Server virtualization is perhaps not as pervasive as many believe, and customers are not as locked into any particular hypervisor as many companies peddling this magic software layer might hope. This info comes from the latest V-Index survey from Veeam Software, a maker of add-on management tools for VMware's ESXi hypervisor, …
are they using dinky servers? I was getting more than 5 VMs/server back in 2008 with ESX 3.5.
My last VM deployments was a minimum of about 14 VM/s server (memory constrained 32-48GB/server), and about 20-22 VMs/server(memory constrained - 64GB). My new VM project am aiming for at least 30 VM/s server, though 50-60 wouldn't be far fetched either with 192GB/server.
It depends what kind of workloads you are talking about
What kind of servers are you running that you will be able to get 50-60 servers on 192 GB of Ram? It all depends on what the server workload. I know the average VM I have is requiring 8+ GB of ram and a lot are starting at 16 GB. Plus the CPUs can only handle so much too. But again it all depends on the load the vm puts on the machine. I usually find I can get maybe 10 VMs on a server before it gets to hairy. Of course it depends on the load, as some servers will also saturate the bandwidth of the HBAs
One of our system is running 10VMs per server with 10 physical servers in a processing heavy environment.

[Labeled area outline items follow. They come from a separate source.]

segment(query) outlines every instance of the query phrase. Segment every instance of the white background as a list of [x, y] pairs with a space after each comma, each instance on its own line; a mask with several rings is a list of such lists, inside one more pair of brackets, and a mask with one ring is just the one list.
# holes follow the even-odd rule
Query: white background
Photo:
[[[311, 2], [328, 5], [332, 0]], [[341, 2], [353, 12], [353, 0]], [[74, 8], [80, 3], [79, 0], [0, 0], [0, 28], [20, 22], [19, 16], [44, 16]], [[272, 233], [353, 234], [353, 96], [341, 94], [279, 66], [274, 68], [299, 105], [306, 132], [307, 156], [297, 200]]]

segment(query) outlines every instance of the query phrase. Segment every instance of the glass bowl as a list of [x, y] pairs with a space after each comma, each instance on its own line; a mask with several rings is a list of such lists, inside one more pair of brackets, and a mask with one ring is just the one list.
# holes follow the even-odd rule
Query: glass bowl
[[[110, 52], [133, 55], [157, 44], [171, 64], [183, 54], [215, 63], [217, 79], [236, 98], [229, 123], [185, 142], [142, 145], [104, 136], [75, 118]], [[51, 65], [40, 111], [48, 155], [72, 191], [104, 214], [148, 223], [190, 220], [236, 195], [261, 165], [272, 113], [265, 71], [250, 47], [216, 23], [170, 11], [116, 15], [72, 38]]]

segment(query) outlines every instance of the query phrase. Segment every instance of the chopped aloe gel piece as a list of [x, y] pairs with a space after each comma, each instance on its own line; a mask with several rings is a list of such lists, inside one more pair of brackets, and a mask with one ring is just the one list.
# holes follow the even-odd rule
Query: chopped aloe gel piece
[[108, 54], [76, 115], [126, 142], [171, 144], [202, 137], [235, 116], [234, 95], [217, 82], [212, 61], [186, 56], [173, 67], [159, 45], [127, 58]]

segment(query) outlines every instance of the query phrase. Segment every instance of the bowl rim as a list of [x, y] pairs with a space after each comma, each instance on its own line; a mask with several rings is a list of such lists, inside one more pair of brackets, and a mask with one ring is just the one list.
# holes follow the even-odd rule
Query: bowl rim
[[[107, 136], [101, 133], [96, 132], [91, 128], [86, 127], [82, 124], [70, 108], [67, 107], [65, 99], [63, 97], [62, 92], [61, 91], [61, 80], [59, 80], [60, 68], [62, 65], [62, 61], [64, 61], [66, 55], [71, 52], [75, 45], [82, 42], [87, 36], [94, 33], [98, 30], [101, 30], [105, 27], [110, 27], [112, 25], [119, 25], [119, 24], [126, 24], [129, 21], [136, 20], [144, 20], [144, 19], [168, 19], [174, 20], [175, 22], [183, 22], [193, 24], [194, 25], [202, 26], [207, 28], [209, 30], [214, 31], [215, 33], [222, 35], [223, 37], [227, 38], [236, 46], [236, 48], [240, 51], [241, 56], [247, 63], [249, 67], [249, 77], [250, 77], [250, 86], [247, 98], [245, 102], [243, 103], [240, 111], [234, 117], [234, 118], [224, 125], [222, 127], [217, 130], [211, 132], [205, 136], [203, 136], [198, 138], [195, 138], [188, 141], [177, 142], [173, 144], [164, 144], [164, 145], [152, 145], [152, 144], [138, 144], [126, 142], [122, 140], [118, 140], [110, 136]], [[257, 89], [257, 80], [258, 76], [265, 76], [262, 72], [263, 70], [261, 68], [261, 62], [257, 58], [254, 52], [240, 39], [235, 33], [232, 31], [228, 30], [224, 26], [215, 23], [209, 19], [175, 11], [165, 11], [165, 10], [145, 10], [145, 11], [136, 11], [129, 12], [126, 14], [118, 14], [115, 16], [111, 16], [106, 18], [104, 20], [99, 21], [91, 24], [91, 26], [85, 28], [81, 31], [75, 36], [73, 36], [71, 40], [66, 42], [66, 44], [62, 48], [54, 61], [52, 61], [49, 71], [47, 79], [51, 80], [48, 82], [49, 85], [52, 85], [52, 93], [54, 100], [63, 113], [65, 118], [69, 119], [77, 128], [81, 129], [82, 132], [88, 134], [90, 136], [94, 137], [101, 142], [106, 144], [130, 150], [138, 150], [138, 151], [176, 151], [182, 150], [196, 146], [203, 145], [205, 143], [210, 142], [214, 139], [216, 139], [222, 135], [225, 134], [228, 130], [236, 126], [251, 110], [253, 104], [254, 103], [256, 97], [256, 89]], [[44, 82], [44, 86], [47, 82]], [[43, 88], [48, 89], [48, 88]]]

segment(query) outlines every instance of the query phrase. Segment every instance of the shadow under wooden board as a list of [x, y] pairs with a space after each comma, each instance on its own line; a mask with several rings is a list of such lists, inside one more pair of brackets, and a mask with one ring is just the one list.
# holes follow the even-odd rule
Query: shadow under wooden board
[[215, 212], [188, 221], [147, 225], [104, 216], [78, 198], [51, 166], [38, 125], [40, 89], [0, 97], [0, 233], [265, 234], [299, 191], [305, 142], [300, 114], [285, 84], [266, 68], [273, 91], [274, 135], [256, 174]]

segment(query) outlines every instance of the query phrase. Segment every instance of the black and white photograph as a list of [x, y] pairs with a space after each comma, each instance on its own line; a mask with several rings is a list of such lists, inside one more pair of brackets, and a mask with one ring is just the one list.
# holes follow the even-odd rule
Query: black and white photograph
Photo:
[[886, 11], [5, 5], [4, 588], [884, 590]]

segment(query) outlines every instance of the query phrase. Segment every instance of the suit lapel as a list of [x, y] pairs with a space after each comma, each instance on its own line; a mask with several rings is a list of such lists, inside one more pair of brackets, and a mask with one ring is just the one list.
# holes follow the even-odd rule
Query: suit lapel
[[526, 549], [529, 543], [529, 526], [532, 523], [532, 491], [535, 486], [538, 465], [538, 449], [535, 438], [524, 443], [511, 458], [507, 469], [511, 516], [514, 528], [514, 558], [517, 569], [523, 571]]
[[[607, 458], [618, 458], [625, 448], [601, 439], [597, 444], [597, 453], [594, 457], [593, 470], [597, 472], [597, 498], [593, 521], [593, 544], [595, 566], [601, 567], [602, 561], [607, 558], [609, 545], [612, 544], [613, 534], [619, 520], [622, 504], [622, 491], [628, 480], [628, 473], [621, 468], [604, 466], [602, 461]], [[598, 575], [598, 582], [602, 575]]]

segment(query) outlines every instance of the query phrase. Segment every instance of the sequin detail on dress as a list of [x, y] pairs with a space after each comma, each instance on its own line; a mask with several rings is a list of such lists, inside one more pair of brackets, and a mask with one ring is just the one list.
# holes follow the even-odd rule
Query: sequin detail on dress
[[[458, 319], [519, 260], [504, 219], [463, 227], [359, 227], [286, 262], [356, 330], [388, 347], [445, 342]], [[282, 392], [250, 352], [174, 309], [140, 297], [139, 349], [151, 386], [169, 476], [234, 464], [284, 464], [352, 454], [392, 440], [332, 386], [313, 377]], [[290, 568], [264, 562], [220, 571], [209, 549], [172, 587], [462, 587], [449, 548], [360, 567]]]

We have been limited to 10 per VM so that is a physical server does keel over we only lose 10% of our processing capacity.
We could easily have stuffed more in but thems the rules.
Isn't everyone still playing catch-up to z/vm? The closest seems to be PowerVM, but hat's off to VMware which has made the biggest dent in solving the proliferation of "cheap" intel boxes.
Citrix, Microsoft et al are not playing catchup to VMware in the cloud business, because what VMware claims to be clouds are not very cloudy.